One of the key decisions taken when the UK government set up Big Society Capital, the first social investment bank of its kind, was that it would provide finance through intermediaries rather than backing social enterprises directly.
The long-term aim of BSC is to develop a sustainable social investment market. And at the heart of its approach is an idea that has long been championed by its soon-to-be-departing chairman Sir Ronald Cohen (who in a previous life was the founder of Apax Partners): that this is one area where supply will create its own demand.
In other words, by creating more products in which people are willing to invest, BSC will increase the pool of interested investors (as, it hopes, will a new tax relief for investors announced in the government’s March budget, which BSC thinks could attract almost £500 million in extra investment).
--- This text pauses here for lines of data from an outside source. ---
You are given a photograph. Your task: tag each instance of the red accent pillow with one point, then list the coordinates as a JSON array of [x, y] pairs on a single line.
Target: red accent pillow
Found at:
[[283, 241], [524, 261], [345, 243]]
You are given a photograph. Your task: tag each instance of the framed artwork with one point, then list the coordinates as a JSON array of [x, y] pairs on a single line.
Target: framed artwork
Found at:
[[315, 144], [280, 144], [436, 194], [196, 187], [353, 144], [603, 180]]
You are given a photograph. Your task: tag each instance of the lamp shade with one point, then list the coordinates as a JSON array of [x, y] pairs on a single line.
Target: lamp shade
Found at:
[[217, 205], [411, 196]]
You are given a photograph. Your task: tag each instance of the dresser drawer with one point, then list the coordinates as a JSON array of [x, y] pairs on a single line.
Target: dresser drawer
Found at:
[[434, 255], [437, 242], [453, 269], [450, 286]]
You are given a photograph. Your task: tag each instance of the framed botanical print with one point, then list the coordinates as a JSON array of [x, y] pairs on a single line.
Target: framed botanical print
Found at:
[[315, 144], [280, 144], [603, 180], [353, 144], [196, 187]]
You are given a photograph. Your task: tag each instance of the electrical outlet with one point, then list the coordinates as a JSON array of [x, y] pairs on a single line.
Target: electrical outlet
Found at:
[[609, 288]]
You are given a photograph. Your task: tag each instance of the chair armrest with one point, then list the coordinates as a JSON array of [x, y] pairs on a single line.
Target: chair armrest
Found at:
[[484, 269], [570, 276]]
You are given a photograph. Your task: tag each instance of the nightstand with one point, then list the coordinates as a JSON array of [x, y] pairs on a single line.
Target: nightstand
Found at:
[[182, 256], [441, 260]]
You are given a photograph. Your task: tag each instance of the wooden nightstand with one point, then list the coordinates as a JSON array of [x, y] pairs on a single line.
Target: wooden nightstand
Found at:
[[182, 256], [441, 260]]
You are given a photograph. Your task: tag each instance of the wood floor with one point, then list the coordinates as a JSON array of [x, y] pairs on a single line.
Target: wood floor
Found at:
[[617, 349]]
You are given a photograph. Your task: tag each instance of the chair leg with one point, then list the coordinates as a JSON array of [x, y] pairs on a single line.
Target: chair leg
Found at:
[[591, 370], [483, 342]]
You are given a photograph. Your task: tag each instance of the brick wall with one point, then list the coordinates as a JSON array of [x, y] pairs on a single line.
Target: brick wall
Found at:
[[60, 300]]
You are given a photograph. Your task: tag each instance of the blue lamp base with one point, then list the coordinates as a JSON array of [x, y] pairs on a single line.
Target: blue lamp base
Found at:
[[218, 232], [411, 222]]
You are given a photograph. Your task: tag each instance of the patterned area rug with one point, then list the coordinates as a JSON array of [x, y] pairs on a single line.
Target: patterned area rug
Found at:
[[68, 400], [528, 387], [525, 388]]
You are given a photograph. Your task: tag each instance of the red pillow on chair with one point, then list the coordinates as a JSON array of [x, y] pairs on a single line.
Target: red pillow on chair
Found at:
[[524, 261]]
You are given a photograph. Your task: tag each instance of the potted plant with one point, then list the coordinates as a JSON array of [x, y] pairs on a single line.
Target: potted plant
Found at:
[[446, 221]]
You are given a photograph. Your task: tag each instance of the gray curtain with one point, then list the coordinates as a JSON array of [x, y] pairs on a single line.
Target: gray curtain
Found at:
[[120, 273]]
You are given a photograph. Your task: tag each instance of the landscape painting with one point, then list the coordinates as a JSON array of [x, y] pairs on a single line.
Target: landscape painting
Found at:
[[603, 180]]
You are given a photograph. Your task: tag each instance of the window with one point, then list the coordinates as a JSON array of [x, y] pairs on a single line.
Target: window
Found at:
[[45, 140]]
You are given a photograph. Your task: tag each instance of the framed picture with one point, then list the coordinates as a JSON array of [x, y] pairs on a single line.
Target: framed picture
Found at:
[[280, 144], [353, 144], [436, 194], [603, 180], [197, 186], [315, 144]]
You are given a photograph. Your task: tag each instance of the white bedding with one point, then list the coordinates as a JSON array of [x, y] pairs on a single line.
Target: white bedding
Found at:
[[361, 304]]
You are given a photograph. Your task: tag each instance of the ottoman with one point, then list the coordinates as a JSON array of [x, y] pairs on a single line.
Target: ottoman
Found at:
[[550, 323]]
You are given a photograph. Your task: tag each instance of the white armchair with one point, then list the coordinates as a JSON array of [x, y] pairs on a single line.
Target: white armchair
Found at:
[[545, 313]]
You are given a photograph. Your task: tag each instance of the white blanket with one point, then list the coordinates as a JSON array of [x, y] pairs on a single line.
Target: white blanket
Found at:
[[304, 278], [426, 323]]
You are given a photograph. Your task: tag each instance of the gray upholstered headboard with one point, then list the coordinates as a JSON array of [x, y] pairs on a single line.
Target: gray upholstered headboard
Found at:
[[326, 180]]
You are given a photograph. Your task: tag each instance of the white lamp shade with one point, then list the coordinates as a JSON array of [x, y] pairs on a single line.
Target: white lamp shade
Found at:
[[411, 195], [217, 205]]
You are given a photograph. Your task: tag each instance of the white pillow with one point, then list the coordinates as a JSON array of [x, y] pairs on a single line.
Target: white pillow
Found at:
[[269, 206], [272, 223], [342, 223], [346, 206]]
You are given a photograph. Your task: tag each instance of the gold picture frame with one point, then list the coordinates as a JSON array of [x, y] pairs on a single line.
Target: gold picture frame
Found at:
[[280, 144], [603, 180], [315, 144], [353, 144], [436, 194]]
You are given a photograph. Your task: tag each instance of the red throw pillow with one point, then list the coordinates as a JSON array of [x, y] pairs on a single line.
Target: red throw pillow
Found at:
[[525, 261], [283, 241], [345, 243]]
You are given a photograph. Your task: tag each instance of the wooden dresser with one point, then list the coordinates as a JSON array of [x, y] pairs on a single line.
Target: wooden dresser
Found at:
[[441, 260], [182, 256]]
The decision that BSC would operate on a wholesale basis was partly a practical one, says chief executive Nick O’Donohoe. “If we had to deal with every front-line organisation, big and small, we’d need literally hundreds of people and offices around the country.”
However, it also reflects the fact that this intermediary layer is currently tiny: there are only a small number of community development finance institutions, most of which are sub-scale. “The [thinking] was that if you just plonked down beside them a much larger better-capitalised organisation, that organisation would dominate and distort the market, and the broader market would never grow,” says O’Donohoe.
What this means in practice is that BSC is actively looking for GPs to manage capital on its behalf. Of the 20 investments made so far, around half have been in funds run by third-party managers. One notable example is the Social Outcomes Fund, which was set up by the Government to invest in its new social impact bonds and will be managed by Bridges Ventures, a UK firm that specialises in social impact investing. BSC is the cornerstone investor in that fund – and it’s also made big commitments to new vehicles managed by LGT and NESTA.
But while firms like Bridges are the obvious choices to manage these vehicles, O’Donohoe hopes they won’t be the only ones.
“There is a group of dedicated social investment managers [like Bridges] and of course we’ll be backing them in the future. But there’s no reason why an established private equity firm couldn’t come to us with an idea to invest in health mutuals or whatever – probably not because they think it will make a huge difference to their P&L, but because they see a social value in using the skills they have to enter that market. And there’s no reason why we couldn’t provide cornerstone funding, provided the fund was focused on social enterprises.”
“We’ve had a couple of these already and we’re working on a couple now – but they tend to be smaller firms. We’d love big established fund managers to come to us [with new ideas for funds]. We’d love to see that happening.”
So if you’re a GP who thinks they can make a difference with a fund that backs social enterprises in health mutuals, or education, or community asset purchases, or regeneration, you know who to call.